I credit a lot of my performance to my good BGL control and stability throughout the race. This is one of the most important aspects of running and training with type 1 diabetes.

Before running I would take roughly 50 units of insulin a day, since switching to a high carb vegan diet and running 6 days a week (among yoga, bootcamp, spin classes and personal training) my insulin intake is between 20-25 units a day. Less than half of what I was taking before!

Next goal – maybe an ultra!

(Note: Amy was featured in Forbes right after completing the NYC Marathon!)

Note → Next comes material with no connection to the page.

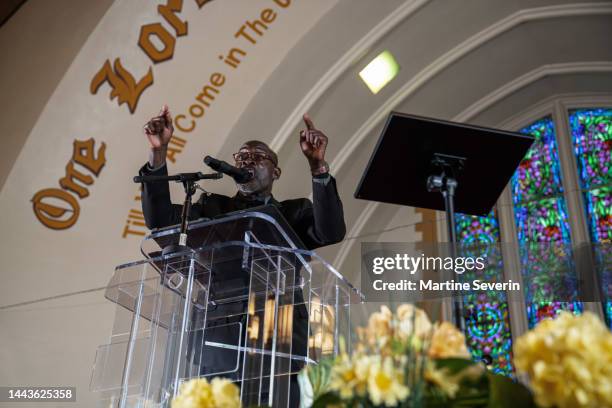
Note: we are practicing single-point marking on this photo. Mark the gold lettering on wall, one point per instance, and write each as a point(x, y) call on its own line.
point(124, 86)
point(58, 209)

If you have any questions on running and type 1 don’t hesitate to email me: [email protected] or check out my Instagram @vegamy

5 thoughts on “What It Takes To Finish 26.2: Temp Basals, Glucose Tabs, and Guts

  1. So inspiring!!!!! I have always been a short distance runner but am trying to train for a half marathon next April. The only way I have found that I don’t go low is if my bgl starts at 200-250 prior to running. I will finish 110-100s. I normally never suspend my pump but am thinking I’m going to start having to. Did you just experiment with running different mile lengths to notice your trends or what do you suggest I start with?

  2. Hi Annie thanks for your comment. Glad you enjoyed reading the article. 🙂

    You should try a temp basal pre-run (set it 2-hours pre run so it will be effective while you run). The temp basal rate will be specific to you so a bit of trial and error here is essential.
    Do you also have a snack prior to your run? This might be helpful.

    It definitely involves a lot of trial and error and as you increase your distance you will notice more stability with your bgls as your body adapts and becomes more efficient at burning fat rather than glucose for energy (that is why you see the massive drop at the moment).